Reframing Deltaic Salinisation: Why Offshore Controls are Primary Drivers and Anthropogenic Factors are Accelerants

Coastal salinisation is frequently attributed to contemporary anthropogenic and climatic drivers, such as upstream freshwater withdrawal, land-use change, and sea-level rise. However, these explanations often overlook the fundamental role of offshore bathymetry and continental shelf geometry in regulating tidal dynamics and saltwater retention. We argue that these deeper geological and oceanographic controls govern where salinisation is spatially persistent, structurally organised, and resistant to reversal.

Across many large deltas, offshore geometry exerts first-order control on inland flushing efficiency. While wide, gently sloping shelves typically support large tidal ranges, the narrow and steep shelves—such as those found in the western Bengal Delta—generate tidal ranges approximately  1m lower than in the eastern delta. This reduction in tidal energy supports the development of dense, intricate tidal creek networks, while the accompanying weaker vertical mixing promotes the persistence of saline water. These networks distribute saline water laterally across the landscape and facilitate the formation of persistent, density-driven salinity wedges in underlying shallow aquifers. The lateral prevalence of these high-density wedges, coupled with relict salinity from the geological past, renders groundwater salinity a ubiquitous feature of the coastal region.

We illustrate this structural vulnerability using the Bengal Delta, where a pronounced east–west hydro-salinity divide is dictated by the "Swatch of No Ground"- a 1-km deep Pleistocene submarine canyon. This NNE-SSW deep-water feature on the narrow western shelf fundamentally influences creek-induced salinity patterns. While the eastern delta remains comparatively fresh due to higher-magnitude tidal ranges that promote the mixing and flushing of fluvial and saline water, the south-western delta exhibits persistent salinisation despite similar climatic forcing.

Leveraging a two-decade spatio-temporal dataset from 54 stations, we reveal a sharp asymmetry in salinisation rates: the Western Estuarine System is experiencing rapid increases averaging 111 ± 28 µS/cm yr^-1. To explain this variability, we introduced the Offshore Controlled Estuarine and Aquifer Nexus (OCEAN) Salinisation Framework. Our findings indicate that while declining river discharge and polderisation are critical accelerating factors, they operate within a system already structurally predisposed to salinity. Notably, similar anthropogenic forcing in the eastern delta has not produced comparable salinity responses, reinforcing the primacy of underlying structural controls.

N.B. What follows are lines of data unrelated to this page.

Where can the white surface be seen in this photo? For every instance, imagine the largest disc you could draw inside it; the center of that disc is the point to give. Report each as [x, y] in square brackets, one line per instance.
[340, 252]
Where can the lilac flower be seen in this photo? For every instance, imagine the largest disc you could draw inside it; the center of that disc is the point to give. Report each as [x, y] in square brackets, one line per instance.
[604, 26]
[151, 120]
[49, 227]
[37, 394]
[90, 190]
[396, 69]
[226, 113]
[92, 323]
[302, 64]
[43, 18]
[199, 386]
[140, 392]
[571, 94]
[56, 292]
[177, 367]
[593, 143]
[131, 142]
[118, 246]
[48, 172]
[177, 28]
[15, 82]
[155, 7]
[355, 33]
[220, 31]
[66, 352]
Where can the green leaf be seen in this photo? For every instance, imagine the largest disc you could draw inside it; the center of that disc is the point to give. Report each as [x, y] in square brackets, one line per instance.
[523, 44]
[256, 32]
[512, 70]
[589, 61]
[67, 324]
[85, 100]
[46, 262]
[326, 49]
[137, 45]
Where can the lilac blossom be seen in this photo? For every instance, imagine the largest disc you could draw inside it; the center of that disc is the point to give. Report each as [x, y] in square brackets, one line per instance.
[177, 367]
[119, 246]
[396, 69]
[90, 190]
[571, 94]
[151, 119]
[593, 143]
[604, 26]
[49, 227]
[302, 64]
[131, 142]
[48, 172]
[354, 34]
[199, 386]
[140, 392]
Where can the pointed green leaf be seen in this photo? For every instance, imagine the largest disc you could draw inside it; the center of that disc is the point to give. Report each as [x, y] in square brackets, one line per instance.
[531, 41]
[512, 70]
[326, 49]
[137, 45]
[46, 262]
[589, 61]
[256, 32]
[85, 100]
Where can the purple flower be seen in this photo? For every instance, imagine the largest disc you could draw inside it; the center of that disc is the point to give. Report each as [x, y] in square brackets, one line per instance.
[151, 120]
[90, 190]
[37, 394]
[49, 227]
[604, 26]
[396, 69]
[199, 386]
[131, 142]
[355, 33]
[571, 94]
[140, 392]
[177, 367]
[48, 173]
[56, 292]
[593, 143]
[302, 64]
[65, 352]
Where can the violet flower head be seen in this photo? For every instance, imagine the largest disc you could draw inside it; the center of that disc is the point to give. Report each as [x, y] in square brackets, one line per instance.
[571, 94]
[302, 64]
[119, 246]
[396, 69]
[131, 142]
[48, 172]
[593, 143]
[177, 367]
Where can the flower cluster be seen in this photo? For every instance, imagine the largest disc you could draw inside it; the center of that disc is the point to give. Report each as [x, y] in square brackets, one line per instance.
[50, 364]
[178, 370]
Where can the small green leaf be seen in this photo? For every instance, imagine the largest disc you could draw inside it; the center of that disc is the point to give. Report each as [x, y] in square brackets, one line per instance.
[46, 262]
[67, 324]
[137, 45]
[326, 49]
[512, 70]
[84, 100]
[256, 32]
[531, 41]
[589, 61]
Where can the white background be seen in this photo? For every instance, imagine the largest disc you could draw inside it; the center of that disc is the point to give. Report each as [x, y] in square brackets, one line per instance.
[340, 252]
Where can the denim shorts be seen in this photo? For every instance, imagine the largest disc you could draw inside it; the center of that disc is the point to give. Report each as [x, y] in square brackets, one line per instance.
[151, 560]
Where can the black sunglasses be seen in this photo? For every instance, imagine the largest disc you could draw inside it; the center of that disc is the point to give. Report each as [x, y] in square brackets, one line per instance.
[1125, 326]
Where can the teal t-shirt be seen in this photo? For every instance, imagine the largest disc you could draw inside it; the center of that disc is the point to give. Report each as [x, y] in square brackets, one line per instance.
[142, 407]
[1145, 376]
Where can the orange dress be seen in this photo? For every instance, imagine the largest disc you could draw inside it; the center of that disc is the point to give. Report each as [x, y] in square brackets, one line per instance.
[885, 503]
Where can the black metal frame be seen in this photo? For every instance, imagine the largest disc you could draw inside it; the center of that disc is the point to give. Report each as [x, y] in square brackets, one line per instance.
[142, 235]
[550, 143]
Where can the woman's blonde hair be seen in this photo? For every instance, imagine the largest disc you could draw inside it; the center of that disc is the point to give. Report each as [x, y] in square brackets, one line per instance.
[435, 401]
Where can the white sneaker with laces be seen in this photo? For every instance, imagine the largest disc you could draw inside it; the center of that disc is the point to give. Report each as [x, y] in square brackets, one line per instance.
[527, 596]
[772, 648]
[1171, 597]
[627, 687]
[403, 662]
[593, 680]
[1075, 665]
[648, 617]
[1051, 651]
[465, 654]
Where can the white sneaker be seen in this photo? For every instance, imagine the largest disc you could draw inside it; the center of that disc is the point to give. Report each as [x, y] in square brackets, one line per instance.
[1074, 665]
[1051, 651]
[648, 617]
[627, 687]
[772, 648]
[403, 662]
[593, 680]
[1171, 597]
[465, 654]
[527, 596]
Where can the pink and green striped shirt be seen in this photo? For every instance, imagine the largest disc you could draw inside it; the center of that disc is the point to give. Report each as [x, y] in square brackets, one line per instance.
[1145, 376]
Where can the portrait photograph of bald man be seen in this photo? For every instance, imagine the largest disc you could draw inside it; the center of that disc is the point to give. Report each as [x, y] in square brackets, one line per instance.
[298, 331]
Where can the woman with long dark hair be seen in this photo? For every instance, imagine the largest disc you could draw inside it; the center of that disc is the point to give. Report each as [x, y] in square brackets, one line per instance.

Recognising that contemporary drivers function primarily as accelerants of existing vulnerabilities, rather than root causes, is essential for realistic adaptation planning and water security strategies. Interventions targeting only recent drivers risk underestimating the persistence of salinity in systems where offshore-controlled geometry imposes long-term constraints on freshwater recovery. This reframing has global relevance for the management and health-oriented water security of low-lying coastal deltas.